Dans leur recherche initiale, la production ne voulait surtout pas d'un réalisateur qui ferait "un petit film anglais". Ils voulaient quelqu'un qui s'intéresse aux histoires de famille, quelqu'un qui en ferait une histoire humaine. Ang Lee les a comblés en tous points.
Ils ont été éblouis par son rapport oriental à l'esthétisme (des images très "couleur Vermeer").
Par exemple dans la très amusante scène de la tasse de thé : 3 portes, 3 personnes qui les claquent en pleurant, et Elinor qui s'assoit, dépitée, sur les marches pour boire le thé qui était destiné à Marianne, le tout filmé en plongée, avec le marron du thé au lait dans la tasse bleue, le marron de la coiffe et les murs bleus...
Un champ, particulièrement, est le symbole de la raison et des sentiments, dans le domaine des Palmer quand Marianne part sous la pluie : il est divisé en deux parties par une haie en diagonale sur une colline.
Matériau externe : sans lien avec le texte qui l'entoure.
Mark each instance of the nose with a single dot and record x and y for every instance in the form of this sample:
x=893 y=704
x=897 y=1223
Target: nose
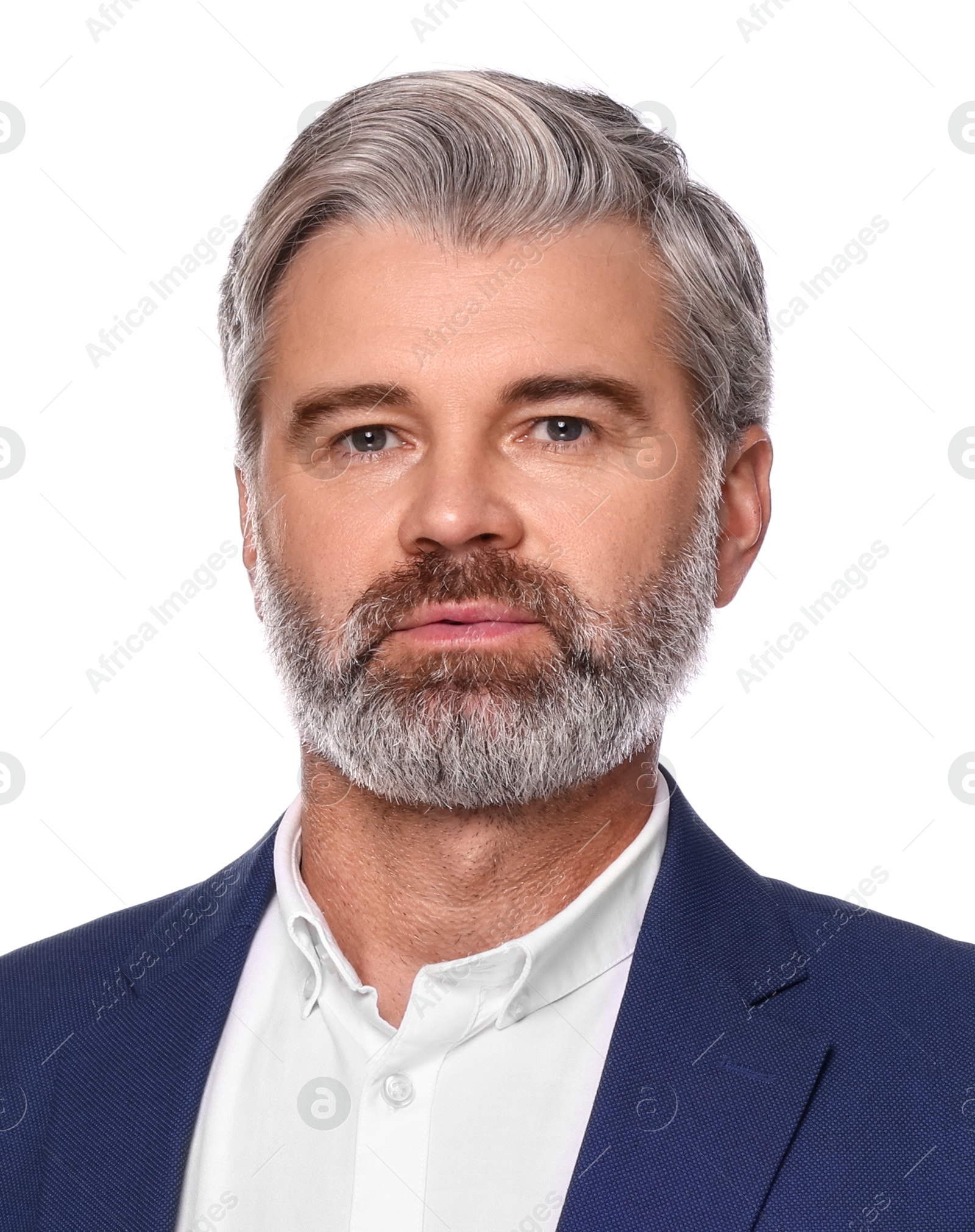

Petit cafouillage dans les débuts de leur collaboration, car en bons acteurs anglais, Emma Thompson et Hugh Grant ne cessaient de proposer différentes options d'interprétation; or, pour un taïwanais, c'est un outrage incroyablement grossier quand un acteur se permet de discuter la mise en scène. Il a fallu moult lettres d'excuses et d'explication !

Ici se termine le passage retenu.